Founded by Artistic Director Youri Kim and Artistic Associate Juyoung Koh, Jaemi Theatre was born out of a recognition that DC, one of the largest theater markets in the United States, had no company dedicated to centering Asian stories or led by Asian artists. The name “Jaemi” comes from a Korean word meaning “fun,” and in its Sino-Korean form, 在美, means both “to live in America” and “to live in beauty.”
“I kept hearing from companies that it was hard to find Asian actors, and I heard it so often that I started to believe it myself,” said Youri Kim. “But through building community with other AAPI theater artists in the area, I realized the talent was always here. What was missing was the infrastructure to connect us. Jaemi is that infrastructure.”

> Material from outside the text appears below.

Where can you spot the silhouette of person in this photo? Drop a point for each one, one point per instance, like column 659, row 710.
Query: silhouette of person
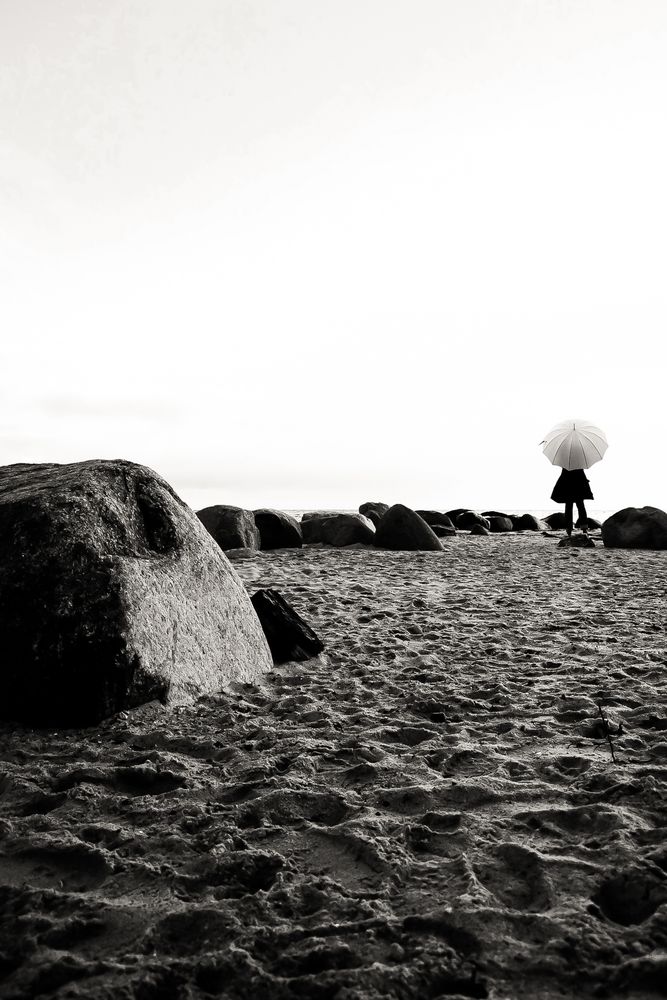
column 572, row 487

BAAL, an original work written by Youri Kim (not to be confused with Bertolt Brecht’s 1918 play of the same name), is a body horror drama set in a dystopian city where the air is toxic and birth is outlawed. In the city of Baal, citizens are forced into an impossible choice: terminate or sacrifice a family member. The play uses the language of biological mutation and bodily control to examine how systems of power decide who gets to exist and on what terms, questions that resonate deeply within AAPI and immigrant communities navigating structures that seek to define, contain, and assimilate them. The staged reading features a cast of seven and an original sound design.
BAAL plays as a staged reading Friday, March 6, 2026, at 7:30 PM in Lab Theatre II at the Atlas Performing Arts Center (1333 H St NE, Washington, DC). Tickets ($29.75) are available online.
Looking ahead, Jaemi Theatre plans to host a founding party and fundraiser this fall, and will launch an Asian Writer Play Submission program in the second half of 2026. The program will pair playwrights from selected Asian countries with Asian playwrights based in DC for a workshop development process, building a pipeline that connects diasporic voices across borders.
For more information, visit yourikimdirector.com or follow @jaemitheatre on Instagram.
About Jaemi Theatre Company
Jaemi Theatre is a newly formed AAPI-led performance initiative based in Washington, DC, co-founded by Artistic Director Youri Kim and Artistic Associate Juyoung Koh. “Jaemi” is Korean for “fun” and, in its Sino-Korean form, means “to live in America” and “to live in beauty.” The company creates interdisciplinary performance rooted in diasporic imagination and radical storytelling. Jaemi is a home for the unfinished and the unassimilated, where performance holds contradiction without needing to resolve it.